What is an Irrevocable Trust?

An irrevocable trust is a separate legal entity, with its own tax identification number, set up by the trust creator (Settlor) to hold assets. Once assets are transferred to an Irrevocable trust, they cannot be taken back, and the terms of the Irrevocable trust generally cannot be changed after the document is signed.

Assets that are transferred to the trust are considered ‘gifts’ to the trust. That means that a Gift Tax Return (IRS Form 709) may be required to report the gift to the IRS. The biggest advantage to an Irrevocable Trust is that they provide a way to remove assets from a person’s taxable estate, yet the person can designate where those funds will go upon his or her death or the occurrence of some other event. Most people who consider Irrevocable Trusts are in a situation where substantial estate taxes would be due upon death if assets were not removed from the estate.

A few of the more common types of Irrevocable Trusts are summarized below.

Irrevocable Life Insurance Trusts (ILIT). An ILIT is an easy and efficient way to remove assets from the taxable estate while having little or no gift tax consequences. Also, a great way to get a substantial tax-free distribution to children upon death. People often use these in conjunction with a charitable giving strategy. That way, they feel they are not ‘short-changing’ the children by giving a generous gift to charity.

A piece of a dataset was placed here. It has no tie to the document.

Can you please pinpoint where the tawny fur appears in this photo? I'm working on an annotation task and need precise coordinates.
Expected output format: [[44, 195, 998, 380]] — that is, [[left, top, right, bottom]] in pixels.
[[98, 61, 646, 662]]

  • Trust is created, trustee purchases a life insurance policy on the trust creator’s (Settlor) life.
  • Settlor usually makes annual gift ($15,000/$30,000 if married per trust beneficiary) to the trust to fund premium payments, but other methods of premium payment are also used
  • Beneficiaries must be notified when contribution is made of right to withdraw funds (“Crummey” notice)
  • Eventually policy will be ‘paid up’ and trust just waits for payout at death
  • At death, Life insurance proceeds pass to beneficiaries free of estate and income tax

Grantor Retained Annuity Trust (GRAT). These are used when significant assets need to be removed from a taxable estate, and there is a desire to minimize the gift tax impact.

  • Assets are transferred to an irrevocable trust
  • Grantor (Settlor) retains income payments for a period of years – this reduces the value of the gift
  • If grantor ‘outlives’ term, assets pass to beneficiaries or remain in trust for a period of years or until Grantor’s death
  • If grantor dies during the time he or she is still receiving the income payments, the transferred assets remain as part of the grantor’s estate. So it’s important that the Grantor be likely to live longer than the ‘retained interest’ period, or the strategy is ineffective.
  • Transferring the assets will minimize estate tax, but beware of capital gains!
  • Transferred assets take the same basis the grantor had, so upon sale, there may be significant capital gains.

Charitable Remainder Trust (CRT). A CRT is a great strategy for those who want to remove assets from their estate, provide for charity, and retain an income stream for lifetime.

  • Assets are transferred to an Irrevocable Trust. People often transfer low-basis assets to these trusts, due to capital gain treatment if the asset is sold within the charitable trust.
  • Tax deduction is taken in year of funding (or spread over 5 years) for present value of ‘gift’ amount
  • Income is paid to donor for a term of years or for life or over joint life
  • At grantor’s death, the balance goes to charity
  • May be used in conjunction with an ILIT; the income stream from the Charitable Remainder Trust could even pay the life insurance premiums, and the children get a wonderful tax-free gift upon death

Consult with your Estate Planning attorney for more complete information on these and other strategies. This information is not intended to be complete, so do not make decisions based on this article without having your attorney evaluate your specific situation.